Samovar Tea Lounge — 498 Sanchez Street (@ 18th Street).
Coffee:
The Blue Bottle Coffee Company — 66 Mint St (between Jessie St & Mission St). San Francisco, CA 94103
Attractions:
The Beat Museum — 540 Broadway. San Francisco, CA 94133-4507. (415) 399-9626
Bret Easton Ellis reading at The Commonwealth Club — 595 Market Street
Fisherman’s Wharf — home of Musée Mécanique Antique Penny Arcade. Encompasses roughly the northern waterfront area of San Francisco from Ghirardelli Square or Van Ness Avenue east to Pier 35 or Kearny Street.
The Castro — Market St. to 19th Street. “Widely considered America’s first, currently largest, and best-known gay neighborhood. Having transformed from a working-class neighborhood through the 1960s and 1970s, the Castro remains a symbol and source of lesbian, gay, bisexual, transgender (LGBT) activism and events.”

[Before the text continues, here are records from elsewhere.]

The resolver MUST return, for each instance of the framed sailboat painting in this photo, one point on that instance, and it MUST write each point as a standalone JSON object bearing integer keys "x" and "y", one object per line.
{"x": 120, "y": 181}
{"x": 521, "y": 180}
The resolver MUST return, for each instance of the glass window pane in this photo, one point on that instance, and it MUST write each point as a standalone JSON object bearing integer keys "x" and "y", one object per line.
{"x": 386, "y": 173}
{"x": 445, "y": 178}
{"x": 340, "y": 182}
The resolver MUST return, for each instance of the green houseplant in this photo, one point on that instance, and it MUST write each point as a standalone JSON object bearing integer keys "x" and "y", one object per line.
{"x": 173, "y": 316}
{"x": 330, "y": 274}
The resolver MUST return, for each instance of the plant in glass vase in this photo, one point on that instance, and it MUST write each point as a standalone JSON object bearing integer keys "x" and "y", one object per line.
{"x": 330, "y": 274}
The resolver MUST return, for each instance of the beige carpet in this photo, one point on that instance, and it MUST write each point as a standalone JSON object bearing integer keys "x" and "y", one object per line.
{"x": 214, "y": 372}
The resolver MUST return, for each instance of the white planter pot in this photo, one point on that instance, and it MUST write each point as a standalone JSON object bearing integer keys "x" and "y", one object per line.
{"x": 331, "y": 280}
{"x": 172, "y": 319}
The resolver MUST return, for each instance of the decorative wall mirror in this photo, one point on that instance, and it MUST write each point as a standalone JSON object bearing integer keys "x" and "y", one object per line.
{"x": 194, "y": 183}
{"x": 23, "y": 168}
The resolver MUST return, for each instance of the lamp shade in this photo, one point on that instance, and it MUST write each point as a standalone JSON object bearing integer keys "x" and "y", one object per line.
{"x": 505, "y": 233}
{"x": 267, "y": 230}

The Mission District — Mission Street is the principal thoroughfare of the Mission District, bordered by U.S Route 101 to the East and Noe Valley to the west. Valencia Street to Dolores Street is known as “Mission Dolores.” Home of The Women’s Building (and MaestraPeace Mural) and the Adobe Book Shop (3166 16th; No. 3) and lots of vintage clothing stores like Mission Thrift.
Shopping:
A Different Light Bookstore — Serving the gay community since 1979 at 489 Castro St.
City Lights Bookstore — 261 Columbus Avenue at Broadway (North Beach) “City Lights is a landmark independent bookstore and publisher that specializes in world literature, the arts, and progressive politics.”
Mary’s Futons — 4100 Redwood Hwy, San Rafael, CA 94903. Bay Area’s biggest futon store, lesbian owned and operated.